Monday, August 22, 2011

That Government Governs Best That Governs Least

I would suggest that, in addition to a no-new-taxes pledge, tea partiers insist that every candidate who wants their support sign a pledge to make the federal government as inconsequential in our lives as possible. — Robert Ringer SEE HERE We need to return to an earlier view of government that C.S. Lewis talked about in his inaugural address at Cambridge in 1954.

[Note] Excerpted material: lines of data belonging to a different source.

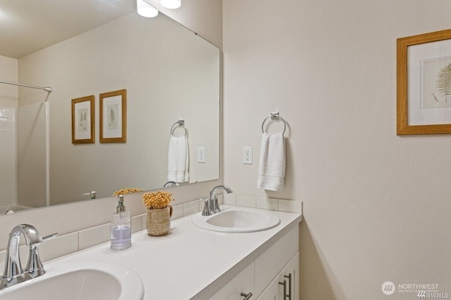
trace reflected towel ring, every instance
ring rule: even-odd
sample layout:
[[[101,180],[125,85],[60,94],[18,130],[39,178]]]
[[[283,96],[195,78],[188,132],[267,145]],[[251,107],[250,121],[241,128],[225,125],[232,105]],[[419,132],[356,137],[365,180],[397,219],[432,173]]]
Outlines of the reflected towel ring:
[[[175,130],[175,128],[177,128],[177,127],[174,127],[175,125],[183,126],[183,128],[185,129],[185,136],[186,136],[186,135],[188,133],[188,131],[186,129],[186,126],[185,126],[185,120],[178,120],[172,125],[172,126],[171,127],[171,136],[172,136],[173,138],[174,137],[173,133],[174,133],[174,130]]]
[[[263,123],[261,123],[261,132],[264,133],[265,133],[265,131],[264,129],[264,124],[265,124],[265,122],[269,118],[271,118],[271,119],[272,119],[272,120],[273,120],[273,119],[280,119],[280,120],[282,120],[282,122],[283,122],[283,132],[282,133],[282,135],[285,134],[285,131],[287,130],[287,123],[282,118],[282,117],[279,116],[279,113],[278,112],[271,112],[271,117],[267,117],[265,119],[263,120]]]

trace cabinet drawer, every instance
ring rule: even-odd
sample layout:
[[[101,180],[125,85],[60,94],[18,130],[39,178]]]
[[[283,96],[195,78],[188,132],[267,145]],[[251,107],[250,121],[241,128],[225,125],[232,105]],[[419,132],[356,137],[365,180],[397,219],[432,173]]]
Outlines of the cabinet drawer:
[[[254,291],[254,263],[252,263],[235,278],[218,291],[211,300],[242,300],[241,293],[248,294]],[[256,299],[254,296],[252,299]]]

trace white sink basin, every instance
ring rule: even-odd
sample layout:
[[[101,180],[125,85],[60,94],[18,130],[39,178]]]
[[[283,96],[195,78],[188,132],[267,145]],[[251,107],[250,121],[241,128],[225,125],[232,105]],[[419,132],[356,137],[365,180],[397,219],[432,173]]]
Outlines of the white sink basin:
[[[196,214],[192,220],[197,227],[223,233],[261,231],[280,223],[279,218],[270,211],[245,207],[226,208],[211,216]]]
[[[140,276],[107,263],[55,263],[46,273],[0,291],[2,300],[142,300]]]

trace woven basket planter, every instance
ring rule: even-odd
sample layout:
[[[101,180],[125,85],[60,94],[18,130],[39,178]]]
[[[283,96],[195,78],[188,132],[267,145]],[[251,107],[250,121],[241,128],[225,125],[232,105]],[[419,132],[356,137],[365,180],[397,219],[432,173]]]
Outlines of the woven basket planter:
[[[154,237],[166,235],[171,228],[172,207],[161,209],[147,209],[147,234]]]

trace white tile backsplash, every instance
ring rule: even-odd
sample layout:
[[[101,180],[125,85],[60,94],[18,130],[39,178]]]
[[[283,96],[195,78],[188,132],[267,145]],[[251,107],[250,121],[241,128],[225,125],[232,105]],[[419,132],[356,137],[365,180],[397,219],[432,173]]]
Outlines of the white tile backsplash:
[[[237,204],[237,195],[235,194],[225,194],[224,195],[224,204],[228,205]]]
[[[220,197],[219,200],[220,204],[223,202],[225,204],[229,205],[257,207],[298,214],[301,214],[302,210],[302,201],[236,194],[224,194],[223,197]],[[198,213],[202,211],[203,206],[204,202],[201,200],[195,200],[190,202],[175,205],[173,207],[171,219],[175,220],[192,214]],[[132,230],[133,233],[146,229],[147,217],[147,214],[132,217]],[[84,230],[58,236],[54,239],[47,240],[41,244],[39,248],[41,259],[42,261],[47,261],[70,253],[97,246],[109,241],[110,235],[111,224],[109,223]],[[6,250],[0,252],[0,269],[3,269],[6,253]],[[26,261],[27,256],[28,247],[20,247],[22,261]]]
[[[39,255],[42,261],[56,259],[77,251],[78,251],[78,233],[69,233],[47,240],[39,245]]]
[[[192,201],[185,203],[183,205],[183,216],[195,214],[199,212],[199,202],[197,201]]]
[[[80,250],[110,240],[111,224],[101,225],[78,233],[78,247]]]
[[[257,208],[263,209],[278,210],[278,201],[273,198],[257,197]]]

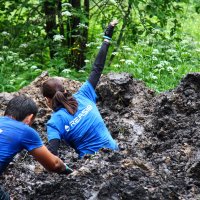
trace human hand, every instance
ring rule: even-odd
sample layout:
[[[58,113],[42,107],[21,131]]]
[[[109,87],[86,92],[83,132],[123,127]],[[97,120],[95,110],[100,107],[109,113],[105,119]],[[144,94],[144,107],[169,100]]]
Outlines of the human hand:
[[[112,35],[113,35],[113,30],[114,27],[118,24],[118,20],[113,20],[112,22],[110,22],[110,24],[108,25],[108,27],[106,28],[105,32],[104,32],[104,38],[111,40]]]
[[[73,169],[71,169],[70,167],[68,167],[67,164],[65,164],[65,170],[62,171],[60,174],[66,174],[66,175],[69,175],[73,172]]]

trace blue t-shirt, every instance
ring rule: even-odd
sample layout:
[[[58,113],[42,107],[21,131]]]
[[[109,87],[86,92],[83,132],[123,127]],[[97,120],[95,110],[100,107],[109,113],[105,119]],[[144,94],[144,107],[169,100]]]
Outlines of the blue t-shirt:
[[[10,117],[0,117],[0,174],[17,153],[41,146],[43,142],[33,128]]]
[[[65,108],[54,112],[47,122],[48,140],[62,139],[82,157],[94,154],[100,148],[118,150],[118,146],[108,131],[96,106],[96,93],[86,81],[74,98],[78,102],[75,115]]]

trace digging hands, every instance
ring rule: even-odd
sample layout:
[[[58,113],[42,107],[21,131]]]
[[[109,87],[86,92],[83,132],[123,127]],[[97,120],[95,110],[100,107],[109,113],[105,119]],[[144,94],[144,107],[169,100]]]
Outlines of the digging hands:
[[[68,167],[67,164],[65,164],[65,170],[62,171],[60,174],[65,174],[65,175],[69,175],[73,172],[73,169],[71,169],[70,167]]]
[[[108,25],[108,27],[106,28],[105,32],[104,32],[104,38],[107,40],[111,40],[112,35],[113,35],[113,30],[114,27],[118,24],[118,20],[113,20],[112,22],[110,22],[110,24]]]

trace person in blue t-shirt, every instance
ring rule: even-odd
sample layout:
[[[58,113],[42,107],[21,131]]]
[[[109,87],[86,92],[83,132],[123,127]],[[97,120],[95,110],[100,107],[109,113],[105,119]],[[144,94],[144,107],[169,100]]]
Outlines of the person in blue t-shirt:
[[[0,117],[0,175],[14,156],[23,149],[48,171],[59,174],[72,172],[60,158],[45,147],[38,132],[30,127],[37,112],[35,102],[24,95],[16,96],[9,101],[4,116]],[[2,187],[0,199],[9,199],[9,195]]]
[[[54,111],[47,122],[47,136],[49,150],[55,155],[58,154],[61,140],[74,148],[79,158],[85,154],[94,154],[101,148],[118,150],[96,106],[95,93],[117,23],[114,20],[108,25],[91,74],[77,93],[69,96],[62,82],[56,78],[50,78],[42,85],[47,105]]]

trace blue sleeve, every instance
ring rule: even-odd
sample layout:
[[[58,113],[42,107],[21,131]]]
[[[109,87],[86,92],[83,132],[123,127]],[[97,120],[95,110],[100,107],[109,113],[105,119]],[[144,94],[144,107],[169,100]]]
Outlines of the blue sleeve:
[[[27,126],[23,134],[22,146],[27,151],[31,151],[33,149],[43,146],[43,142],[39,136],[39,133],[35,131],[33,128]]]
[[[62,139],[64,134],[64,124],[59,115],[53,115],[47,122],[47,137],[48,141],[52,139]]]
[[[90,99],[91,101],[96,103],[97,95],[89,81],[86,81],[78,90],[77,94],[83,95]]]

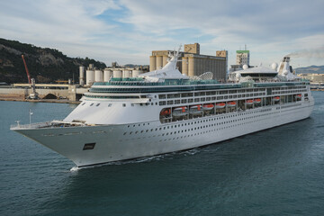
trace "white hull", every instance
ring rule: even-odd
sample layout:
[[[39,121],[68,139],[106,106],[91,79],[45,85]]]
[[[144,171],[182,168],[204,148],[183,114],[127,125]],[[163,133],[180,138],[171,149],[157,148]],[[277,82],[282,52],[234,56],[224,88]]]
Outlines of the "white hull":
[[[159,121],[106,126],[13,129],[71,159],[78,166],[197,148],[310,117],[314,102],[161,124]],[[86,143],[94,149],[83,150]]]

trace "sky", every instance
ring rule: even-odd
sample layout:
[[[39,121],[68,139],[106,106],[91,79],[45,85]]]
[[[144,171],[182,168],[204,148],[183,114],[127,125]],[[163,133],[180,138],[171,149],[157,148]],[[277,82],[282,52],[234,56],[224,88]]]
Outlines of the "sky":
[[[148,65],[152,50],[198,42],[201,54],[250,50],[250,65],[291,55],[324,65],[323,0],[0,0],[0,38],[111,65]]]

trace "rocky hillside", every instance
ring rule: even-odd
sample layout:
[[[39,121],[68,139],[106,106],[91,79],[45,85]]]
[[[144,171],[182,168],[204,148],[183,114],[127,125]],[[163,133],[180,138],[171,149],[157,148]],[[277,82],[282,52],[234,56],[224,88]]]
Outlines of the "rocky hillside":
[[[0,82],[27,83],[26,71],[22,59],[24,55],[32,77],[36,83],[55,83],[56,80],[68,80],[74,75],[78,80],[78,67],[94,64],[98,68],[104,68],[103,62],[88,58],[69,58],[62,52],[50,49],[35,47],[0,38]]]

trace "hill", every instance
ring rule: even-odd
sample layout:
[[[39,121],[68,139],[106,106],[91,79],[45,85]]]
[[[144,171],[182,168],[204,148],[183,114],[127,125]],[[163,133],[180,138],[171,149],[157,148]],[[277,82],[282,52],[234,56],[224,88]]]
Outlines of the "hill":
[[[54,83],[58,79],[68,80],[73,76],[77,81],[81,65],[94,64],[98,68],[106,68],[104,63],[88,58],[69,58],[54,49],[0,38],[0,82],[28,82],[22,54],[31,77],[35,78],[36,83]]]
[[[296,68],[297,74],[324,74],[324,66],[310,66]]]

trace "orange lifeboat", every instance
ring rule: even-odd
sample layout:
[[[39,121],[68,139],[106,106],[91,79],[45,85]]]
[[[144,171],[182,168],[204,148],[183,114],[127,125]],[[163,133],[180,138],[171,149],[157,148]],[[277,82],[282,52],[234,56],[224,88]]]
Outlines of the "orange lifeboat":
[[[204,104],[204,105],[202,106],[202,109],[203,109],[204,111],[210,111],[210,110],[212,110],[213,107],[214,107],[213,104]]]
[[[280,96],[274,97],[274,101],[275,101],[275,102],[280,101]]]
[[[172,114],[174,116],[184,116],[188,112],[186,106],[176,107],[173,110]]]
[[[225,103],[217,103],[216,104],[216,109],[221,109],[221,108],[224,108],[225,107]]]
[[[160,115],[169,115],[171,114],[171,109],[166,109],[161,111]]]
[[[261,99],[260,98],[256,98],[256,99],[254,99],[254,103],[258,104],[261,103]]]
[[[252,104],[253,104],[253,100],[252,99],[247,100],[247,105],[252,105]]]
[[[236,102],[228,102],[228,103],[227,103],[227,106],[229,106],[229,107],[234,107],[234,106],[236,106]]]
[[[202,113],[202,106],[201,104],[198,104],[198,105],[193,105],[190,107],[189,109],[189,112],[191,114],[199,114],[199,113]]]

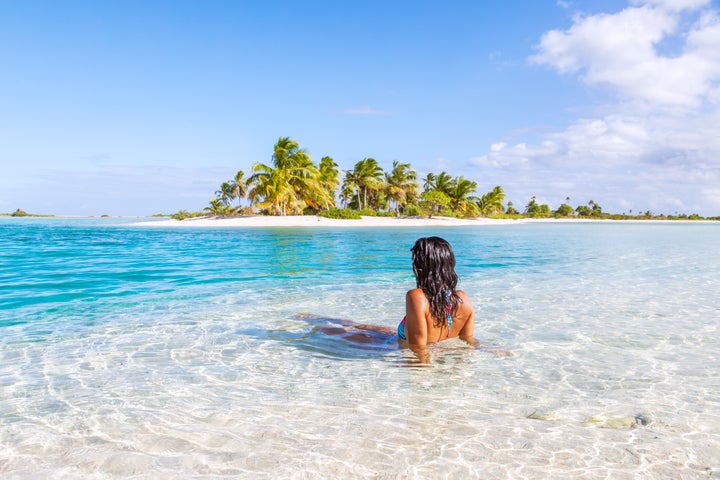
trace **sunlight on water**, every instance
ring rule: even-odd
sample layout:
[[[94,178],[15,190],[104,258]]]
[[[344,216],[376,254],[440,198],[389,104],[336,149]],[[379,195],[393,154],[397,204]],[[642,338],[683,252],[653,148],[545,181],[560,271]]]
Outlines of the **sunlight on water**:
[[[720,478],[720,225],[358,230],[0,221],[0,477]],[[297,316],[396,326],[428,234],[515,357]]]

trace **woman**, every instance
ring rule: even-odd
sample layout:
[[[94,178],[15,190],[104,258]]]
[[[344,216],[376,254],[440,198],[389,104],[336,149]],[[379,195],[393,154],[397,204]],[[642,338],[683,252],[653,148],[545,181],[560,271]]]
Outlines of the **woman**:
[[[456,290],[455,254],[440,237],[420,238],[411,249],[417,288],[405,296],[398,337],[424,356],[425,346],[460,337],[474,345],[475,312],[467,294]]]
[[[351,320],[307,314],[296,318],[335,323],[336,326],[317,327],[314,331],[340,337],[352,344],[387,347],[390,341],[398,339],[401,348],[412,349],[424,363],[430,359],[426,350],[428,344],[454,337],[487,352],[511,356],[505,350],[475,342],[475,312],[467,294],[456,290],[455,254],[450,244],[440,237],[420,238],[411,251],[417,288],[405,296],[405,317],[398,325],[397,336],[392,328]]]

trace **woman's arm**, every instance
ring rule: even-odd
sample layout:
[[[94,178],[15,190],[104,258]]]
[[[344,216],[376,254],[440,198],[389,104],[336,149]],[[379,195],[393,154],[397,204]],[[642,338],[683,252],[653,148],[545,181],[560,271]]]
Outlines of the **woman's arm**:
[[[405,336],[411,346],[427,345],[425,315],[429,308],[430,305],[421,289],[415,288],[405,295]]]
[[[467,296],[465,292],[462,290],[458,290],[458,295],[460,296],[460,299],[462,300],[462,303],[460,304],[460,308],[463,310],[463,313],[467,315],[467,320],[465,321],[465,325],[463,325],[462,329],[460,329],[460,333],[458,333],[458,336],[460,337],[460,340],[466,342],[470,346],[475,346],[477,343],[475,341],[475,309],[472,306],[472,302],[470,301],[470,298]]]
[[[427,351],[426,313],[430,306],[425,294],[419,288],[410,290],[405,295],[405,336],[410,350],[417,356],[420,363],[430,363]]]

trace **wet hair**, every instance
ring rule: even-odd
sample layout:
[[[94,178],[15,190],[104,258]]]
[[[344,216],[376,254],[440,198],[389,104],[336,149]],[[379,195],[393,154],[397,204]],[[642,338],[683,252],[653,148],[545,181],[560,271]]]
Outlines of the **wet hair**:
[[[413,271],[417,287],[430,303],[430,314],[436,327],[447,326],[446,293],[450,290],[451,314],[462,302],[455,290],[455,254],[450,244],[440,237],[424,237],[415,242],[412,252]]]

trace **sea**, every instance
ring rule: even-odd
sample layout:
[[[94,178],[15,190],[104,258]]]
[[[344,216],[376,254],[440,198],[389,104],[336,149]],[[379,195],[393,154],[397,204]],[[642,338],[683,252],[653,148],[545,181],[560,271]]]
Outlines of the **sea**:
[[[0,478],[720,478],[720,222],[138,221],[0,218]],[[430,235],[513,356],[323,333]]]

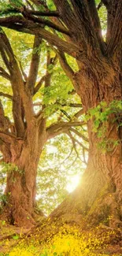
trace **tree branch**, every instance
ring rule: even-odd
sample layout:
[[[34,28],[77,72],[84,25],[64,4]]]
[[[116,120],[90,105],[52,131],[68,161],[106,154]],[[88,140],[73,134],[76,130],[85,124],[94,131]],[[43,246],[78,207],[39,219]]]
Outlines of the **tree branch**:
[[[80,137],[81,139],[83,139],[83,140],[85,140],[86,142],[89,142],[88,139],[86,138],[82,133],[80,133],[79,132],[78,132],[77,130],[71,128],[70,131],[74,132],[76,135],[77,135],[79,137]]]
[[[42,43],[42,38],[39,36],[35,36],[34,44],[33,44],[33,53],[31,57],[31,61],[30,65],[29,75],[27,80],[26,87],[29,89],[31,95],[34,94],[34,87],[35,85],[38,70],[40,61],[40,53],[37,50],[40,43]]]
[[[9,74],[8,74],[7,72],[2,67],[0,67],[0,76],[6,78],[8,80],[10,80]]]
[[[43,83],[45,81],[46,75],[44,75],[40,80],[38,82],[37,85],[34,88],[34,95],[39,91],[39,90],[41,88]]]
[[[111,29],[110,35],[108,35],[108,46],[106,54],[113,55],[118,49],[122,46],[122,1],[113,0],[113,7],[112,19],[110,23],[109,30]]]
[[[0,96],[3,96],[3,97],[8,98],[13,100],[13,96],[12,95],[8,95],[6,93],[4,93],[2,91],[0,91]]]
[[[61,50],[66,52],[78,60],[84,58],[83,49],[79,49],[77,46],[72,43],[67,43],[60,39],[57,35],[45,30],[41,25],[35,24],[31,20],[28,20],[22,17],[15,16],[6,18],[0,18],[0,24],[8,28],[12,28],[16,31],[37,35],[42,36],[47,40],[50,44],[57,46]]]
[[[59,17],[59,13],[57,11],[36,11],[34,9],[29,9],[24,6],[24,9],[28,12],[28,14],[35,15],[35,16],[44,16],[44,17]],[[4,10],[0,10],[0,15],[6,15],[10,13],[20,13],[22,9],[17,9],[17,8],[6,8]]]
[[[69,129],[71,127],[75,126],[83,126],[85,125],[86,123],[83,121],[76,121],[76,122],[60,122],[57,124],[51,124],[50,126],[47,127],[46,132],[48,139],[54,138],[57,135],[60,135],[62,132],[65,132]]]

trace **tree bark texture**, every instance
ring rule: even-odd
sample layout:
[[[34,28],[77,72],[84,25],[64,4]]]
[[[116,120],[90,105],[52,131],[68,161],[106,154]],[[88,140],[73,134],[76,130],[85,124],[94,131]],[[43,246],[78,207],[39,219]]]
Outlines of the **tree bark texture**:
[[[13,224],[28,226],[35,223],[32,215],[35,206],[37,166],[46,142],[45,131],[39,134],[39,129],[37,121],[33,120],[24,141],[15,139],[7,145],[7,154],[4,145],[2,147],[4,161],[10,163],[4,214]]]
[[[40,5],[35,1],[31,2],[37,6]],[[48,22],[48,24],[46,20],[38,18],[39,13],[35,12],[33,16],[28,8],[21,9],[21,16],[0,18],[0,24],[38,35],[54,46],[62,68],[81,98],[84,113],[90,108],[96,107],[101,102],[105,101],[109,106],[113,100],[122,100],[122,1],[102,0],[107,12],[105,40],[102,35],[101,21],[94,0],[54,0],[54,3],[57,10],[52,14],[51,23]],[[46,12],[42,16],[46,16],[49,9],[46,2],[43,7]],[[53,28],[55,32],[61,32],[62,37],[59,37],[56,32],[53,34],[52,30],[50,32],[45,29],[45,25],[51,29]],[[64,52],[76,59],[79,68],[78,72],[73,72]],[[23,98],[25,98],[24,95]],[[116,121],[113,123],[112,119],[114,118]],[[72,219],[73,213],[80,215],[85,213],[91,216],[93,212],[94,216],[102,217],[100,217],[101,221],[110,215],[113,215],[113,219],[117,219],[113,222],[121,221],[122,138],[120,126],[117,128],[120,122],[121,113],[117,117],[114,114],[109,117],[106,124],[105,140],[117,140],[119,144],[113,147],[112,143],[109,145],[111,150],[103,154],[98,149],[100,139],[93,132],[94,120],[88,121],[89,160],[82,184],[52,213],[52,217],[65,216],[70,212]],[[98,206],[102,205],[104,209],[108,209],[105,206],[109,206],[108,213],[105,214],[102,213],[101,206],[91,210],[99,198]],[[94,221],[95,219],[98,218],[94,217]],[[111,221],[108,221],[110,224]]]
[[[94,66],[95,69],[93,70]],[[75,76],[76,90],[80,96],[84,112],[95,108],[101,102],[109,106],[114,100],[121,100],[121,80],[119,68],[102,62],[92,62],[83,66]],[[122,221],[122,144],[121,113],[109,115],[105,126],[105,152],[98,145],[103,139],[94,132],[94,117],[87,122],[89,157],[87,169],[81,182],[52,213],[51,217],[61,217],[63,221],[85,221],[91,224],[103,223],[121,227]],[[118,145],[114,146],[114,142]],[[82,221],[81,221],[82,220]]]

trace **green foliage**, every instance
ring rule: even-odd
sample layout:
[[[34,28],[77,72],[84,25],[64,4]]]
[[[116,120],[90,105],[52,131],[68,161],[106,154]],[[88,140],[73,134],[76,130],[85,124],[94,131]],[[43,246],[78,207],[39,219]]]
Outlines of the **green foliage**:
[[[121,124],[122,101],[114,100],[108,106],[105,102],[101,102],[96,108],[91,109],[86,116],[87,121],[93,119],[93,132],[97,133],[98,138],[102,139],[98,143],[98,147],[103,151],[111,151],[119,143],[119,140],[114,140],[106,137],[108,131],[108,121],[117,124],[117,129]],[[111,118],[111,117],[113,117]]]

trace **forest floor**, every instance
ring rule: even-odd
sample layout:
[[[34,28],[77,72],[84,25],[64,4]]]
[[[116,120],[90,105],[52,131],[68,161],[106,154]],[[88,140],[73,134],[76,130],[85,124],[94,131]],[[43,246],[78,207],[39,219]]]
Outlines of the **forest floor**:
[[[120,231],[96,227],[82,231],[76,225],[50,223],[31,228],[0,221],[0,256],[122,256]]]

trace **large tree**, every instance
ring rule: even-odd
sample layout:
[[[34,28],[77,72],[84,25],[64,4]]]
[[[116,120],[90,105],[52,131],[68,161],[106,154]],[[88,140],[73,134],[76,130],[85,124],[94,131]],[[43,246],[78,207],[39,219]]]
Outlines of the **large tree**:
[[[4,16],[0,19],[0,24],[40,35],[47,40],[72,80],[84,113],[99,106],[99,114],[102,117],[104,107],[100,105],[101,102],[105,102],[108,108],[113,101],[121,104],[122,1],[102,0],[98,3],[95,0],[54,0],[48,2],[49,7],[55,8],[49,9],[46,1],[31,0],[27,2],[26,6],[19,2],[17,6],[11,1],[12,7],[2,12]],[[107,13],[105,39],[102,34],[98,15],[102,6]],[[77,60],[79,72],[72,71],[64,52]],[[70,200],[66,199],[59,206],[54,216],[65,214],[70,210],[77,214],[87,212],[89,217],[93,217],[96,212],[98,217],[92,217],[94,221],[107,219],[109,224],[120,223],[122,217],[121,113],[113,109],[114,107],[111,107],[109,112],[111,113],[108,113],[103,124],[103,128],[105,124],[104,141],[106,145],[104,153],[98,148],[102,139],[93,132],[96,116],[93,115],[87,121],[89,160],[82,184]],[[104,117],[98,121],[99,128],[102,121]],[[96,209],[95,202],[99,202],[101,209]],[[113,217],[113,221],[109,216]]]
[[[10,40],[1,29],[0,150],[2,154],[1,161],[2,165],[6,164],[8,170],[5,191],[6,202],[4,202],[2,214],[11,224],[28,225],[35,222],[37,166],[45,143],[62,132],[65,132],[73,141],[75,139],[70,128],[85,123],[77,119],[81,114],[82,105],[69,102],[68,96],[72,87],[66,76],[62,73],[64,80],[58,80],[58,76],[54,73],[52,78],[56,65],[58,72],[62,71],[57,64],[57,55],[51,51],[49,45],[35,35],[31,46],[33,39],[29,38],[30,47],[33,50],[31,50],[31,58],[30,55],[28,58],[25,49],[20,56],[22,50],[20,48],[19,50],[19,43],[16,42],[19,35],[14,32],[13,36],[10,34],[9,36]],[[24,41],[24,37],[20,39]],[[25,48],[21,43],[21,48]],[[15,52],[13,50],[14,44]],[[41,49],[43,49],[41,60],[46,66],[43,70],[43,63],[39,65]],[[28,61],[31,62],[30,66]],[[44,72],[42,76],[41,73]],[[12,106],[12,109],[9,106],[7,116],[6,98],[11,101]],[[65,109],[65,107],[67,109]],[[69,113],[70,108],[76,109],[76,107],[79,111],[70,110]],[[54,117],[51,117],[53,115]],[[73,132],[79,133],[74,128]]]

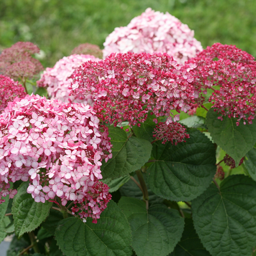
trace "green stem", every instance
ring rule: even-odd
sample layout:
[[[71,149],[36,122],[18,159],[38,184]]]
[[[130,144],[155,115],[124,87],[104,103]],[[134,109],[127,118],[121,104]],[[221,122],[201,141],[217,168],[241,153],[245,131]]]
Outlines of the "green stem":
[[[31,246],[33,246],[33,248],[35,253],[40,253],[40,250],[38,246],[37,245],[37,242],[36,239],[36,237],[33,231],[28,232],[28,236],[29,237],[30,241],[31,242]]]
[[[145,182],[143,176],[141,171],[140,170],[136,171],[136,173],[137,174],[138,179],[139,179],[140,186],[142,189],[142,193],[143,194],[143,200],[146,202],[147,209],[148,209],[148,189],[147,188],[146,182]]]
[[[233,169],[232,169],[232,168],[229,168],[228,172],[228,173],[227,173],[227,174],[226,178],[227,178],[227,177],[228,177],[228,176],[231,174],[232,170],[233,170]]]
[[[68,218],[68,211],[67,211],[66,207],[65,206],[62,205],[61,204],[60,204],[60,209],[61,209],[61,212],[63,214],[64,219],[66,219],[67,218]]]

... In all previous ages that I can think of the principal aim of rulers, except at rare and short intervals, was to keep their subjects quiet, to forestall or extinguish widespread excitement and persuade people to attend quietly to their several occupations. And on the whole their subjects agreed with them. They even prayed (in words that sound curiously old-fashioned) to be able to live "a peaceable life in all godliness and honesty" and "pass their time in rest and quietness". But now the organisation of mass excitement seems to be almost the normal organ of political power. We live in an age of "appeal if drives", and "campaigns". Our rulers have become like schoolmasters and are always demanding "keenness". And you notice that I am guilty of a slight archaism in calling them "rulers". "Leaders" is the modem word. I have suggested elsewhere that this is a deeply significant change of vocabulary. Our demand upon them has changed no less than theirs on us. For of a ruler one asks justice, incorruption, diligence, perhaps clemency; of a leader, dash, initiative, and (I suppose) what people call "magnetism" or "personality".
And this shift from seeking a society in which one lives "a peaceable life in all godliness and honesty" is exactly what we have lost to our great detriment. Restoring it requires a restoration of virtue which requires a large shift in focus from our current decadent ways. We should at least hold up the banner and proclaim the goal. It will not be advanced with silence.